Wilson Tong was not killed at the front, but his life was probably irretrievably damaged there, and his suffering from chemical warfare must have approximated Bassett’s with chemotherapy. Bassett clearly perceives his survival and that of others like him as at least as ‘unlucky’ as the fates of those who died. And it is one of the ironies of her skills as an historian that she discovers her grandmother’s grim episode of secret suffering in 1919, which might have been the clue to her later stoic reserve.

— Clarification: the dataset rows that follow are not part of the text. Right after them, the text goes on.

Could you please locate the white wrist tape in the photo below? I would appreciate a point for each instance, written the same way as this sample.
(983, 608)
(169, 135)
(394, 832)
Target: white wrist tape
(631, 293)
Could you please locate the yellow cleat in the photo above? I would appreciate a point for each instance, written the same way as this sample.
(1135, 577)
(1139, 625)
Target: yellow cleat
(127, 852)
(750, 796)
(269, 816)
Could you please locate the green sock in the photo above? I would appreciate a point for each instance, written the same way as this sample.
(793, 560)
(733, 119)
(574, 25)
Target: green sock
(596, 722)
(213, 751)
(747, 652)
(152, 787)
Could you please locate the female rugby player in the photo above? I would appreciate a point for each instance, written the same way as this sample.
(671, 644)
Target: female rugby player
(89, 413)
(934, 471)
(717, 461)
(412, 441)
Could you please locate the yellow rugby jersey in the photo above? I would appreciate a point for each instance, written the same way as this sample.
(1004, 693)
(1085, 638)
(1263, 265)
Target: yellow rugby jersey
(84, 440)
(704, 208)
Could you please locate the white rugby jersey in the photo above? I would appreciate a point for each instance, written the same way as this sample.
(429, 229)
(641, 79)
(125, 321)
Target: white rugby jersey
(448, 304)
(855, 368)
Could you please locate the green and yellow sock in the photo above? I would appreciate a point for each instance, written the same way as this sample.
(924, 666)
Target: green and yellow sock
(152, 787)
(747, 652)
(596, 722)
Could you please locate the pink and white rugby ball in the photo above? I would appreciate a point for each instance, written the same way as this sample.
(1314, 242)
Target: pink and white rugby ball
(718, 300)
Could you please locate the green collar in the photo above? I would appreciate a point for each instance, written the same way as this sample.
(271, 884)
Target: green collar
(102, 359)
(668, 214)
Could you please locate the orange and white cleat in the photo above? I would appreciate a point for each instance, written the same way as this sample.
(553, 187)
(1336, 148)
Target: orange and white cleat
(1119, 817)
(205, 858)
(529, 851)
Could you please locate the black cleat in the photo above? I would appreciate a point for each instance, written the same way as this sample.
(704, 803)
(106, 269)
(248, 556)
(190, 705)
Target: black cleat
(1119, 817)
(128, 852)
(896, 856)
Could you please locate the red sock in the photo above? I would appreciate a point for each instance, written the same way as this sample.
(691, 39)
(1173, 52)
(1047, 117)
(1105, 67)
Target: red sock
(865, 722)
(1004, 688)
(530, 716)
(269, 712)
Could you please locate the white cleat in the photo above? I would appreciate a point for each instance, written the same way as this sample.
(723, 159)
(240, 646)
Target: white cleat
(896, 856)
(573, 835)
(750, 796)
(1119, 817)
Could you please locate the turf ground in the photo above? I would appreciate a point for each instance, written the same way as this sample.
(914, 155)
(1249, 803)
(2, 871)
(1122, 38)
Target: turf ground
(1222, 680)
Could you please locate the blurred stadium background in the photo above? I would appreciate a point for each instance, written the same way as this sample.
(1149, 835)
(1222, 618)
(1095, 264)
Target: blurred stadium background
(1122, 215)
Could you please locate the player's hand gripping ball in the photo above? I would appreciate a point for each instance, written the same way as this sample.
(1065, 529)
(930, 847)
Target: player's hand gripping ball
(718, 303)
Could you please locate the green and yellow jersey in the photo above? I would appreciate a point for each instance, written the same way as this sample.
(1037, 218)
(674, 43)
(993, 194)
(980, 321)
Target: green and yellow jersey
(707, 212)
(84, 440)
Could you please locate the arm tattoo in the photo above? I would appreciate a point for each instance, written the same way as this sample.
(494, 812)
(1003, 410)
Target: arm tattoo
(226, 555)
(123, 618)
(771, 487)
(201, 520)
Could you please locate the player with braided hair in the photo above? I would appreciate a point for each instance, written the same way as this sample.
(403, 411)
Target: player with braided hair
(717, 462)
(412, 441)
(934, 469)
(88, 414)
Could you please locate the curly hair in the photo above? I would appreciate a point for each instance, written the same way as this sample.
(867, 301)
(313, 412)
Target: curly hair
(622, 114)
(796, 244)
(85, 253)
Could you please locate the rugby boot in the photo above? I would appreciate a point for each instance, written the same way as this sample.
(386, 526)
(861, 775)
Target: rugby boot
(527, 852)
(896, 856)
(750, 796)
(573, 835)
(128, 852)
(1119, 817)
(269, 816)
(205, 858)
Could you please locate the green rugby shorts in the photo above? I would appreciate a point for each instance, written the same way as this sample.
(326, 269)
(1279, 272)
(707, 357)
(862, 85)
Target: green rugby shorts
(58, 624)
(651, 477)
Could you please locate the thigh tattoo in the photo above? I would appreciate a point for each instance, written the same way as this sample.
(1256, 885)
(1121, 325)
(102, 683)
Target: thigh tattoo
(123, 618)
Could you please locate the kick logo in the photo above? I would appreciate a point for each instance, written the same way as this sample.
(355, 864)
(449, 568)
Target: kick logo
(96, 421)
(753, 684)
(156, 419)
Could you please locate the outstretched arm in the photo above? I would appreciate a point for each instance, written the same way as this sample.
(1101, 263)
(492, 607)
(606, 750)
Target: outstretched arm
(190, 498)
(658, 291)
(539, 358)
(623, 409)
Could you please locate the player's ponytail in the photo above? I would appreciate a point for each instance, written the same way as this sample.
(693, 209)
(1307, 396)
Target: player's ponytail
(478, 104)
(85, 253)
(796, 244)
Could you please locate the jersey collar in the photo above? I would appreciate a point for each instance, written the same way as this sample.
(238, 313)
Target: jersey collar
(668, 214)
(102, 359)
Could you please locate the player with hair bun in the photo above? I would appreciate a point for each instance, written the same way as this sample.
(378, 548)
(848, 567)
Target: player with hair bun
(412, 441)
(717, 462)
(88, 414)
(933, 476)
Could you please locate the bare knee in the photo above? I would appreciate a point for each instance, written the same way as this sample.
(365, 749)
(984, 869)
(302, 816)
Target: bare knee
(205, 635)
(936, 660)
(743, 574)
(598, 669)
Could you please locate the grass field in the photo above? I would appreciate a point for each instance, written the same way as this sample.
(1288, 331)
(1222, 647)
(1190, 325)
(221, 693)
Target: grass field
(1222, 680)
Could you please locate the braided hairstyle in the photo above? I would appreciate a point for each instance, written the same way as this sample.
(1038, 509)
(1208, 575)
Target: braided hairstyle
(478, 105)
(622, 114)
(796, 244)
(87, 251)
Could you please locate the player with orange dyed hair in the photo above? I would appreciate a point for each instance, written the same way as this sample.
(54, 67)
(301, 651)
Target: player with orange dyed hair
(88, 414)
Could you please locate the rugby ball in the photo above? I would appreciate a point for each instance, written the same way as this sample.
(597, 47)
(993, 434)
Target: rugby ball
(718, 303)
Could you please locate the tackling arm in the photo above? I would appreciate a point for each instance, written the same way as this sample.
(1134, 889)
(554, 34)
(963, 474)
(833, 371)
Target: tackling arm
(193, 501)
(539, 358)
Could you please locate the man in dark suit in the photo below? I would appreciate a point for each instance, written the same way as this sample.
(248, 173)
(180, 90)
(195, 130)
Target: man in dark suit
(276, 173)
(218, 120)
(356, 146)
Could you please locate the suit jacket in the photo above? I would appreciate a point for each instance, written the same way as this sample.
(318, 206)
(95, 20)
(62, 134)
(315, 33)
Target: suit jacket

The connections are not explicit but, as with some of the poetry that Bassett includes in her narrative, the effects are both subtle and powerful. Early death is a constant presence in this memoir, not just Bassett’s own imminent fate, but those of friends, and of course all the deaths brought about by war and pestilence, which have been a part of her intellectual journey. Faced with dignity but with controlled anger at their waste, these deaths contrast with those of relatives who lived peacefully into old age. As Peter Rose comments in his Foreword:
War ... absorbed and moved Jan, just as it haunted her mentor, Lloyd Robson … What Wilson Tong saw in those trenches on the Western Front, and her grandmother’s distant empathy, helped Jan to summarise her lifelong work. That secret compartment had provided her with a kind of coda.
Published with the usual care by Melbourne University Press, The Facing Island includes photographs, a useful index and numerous notes. It is a fitting tribute to a remarkable woman who, regretfully, failed to see her memoir in its published form.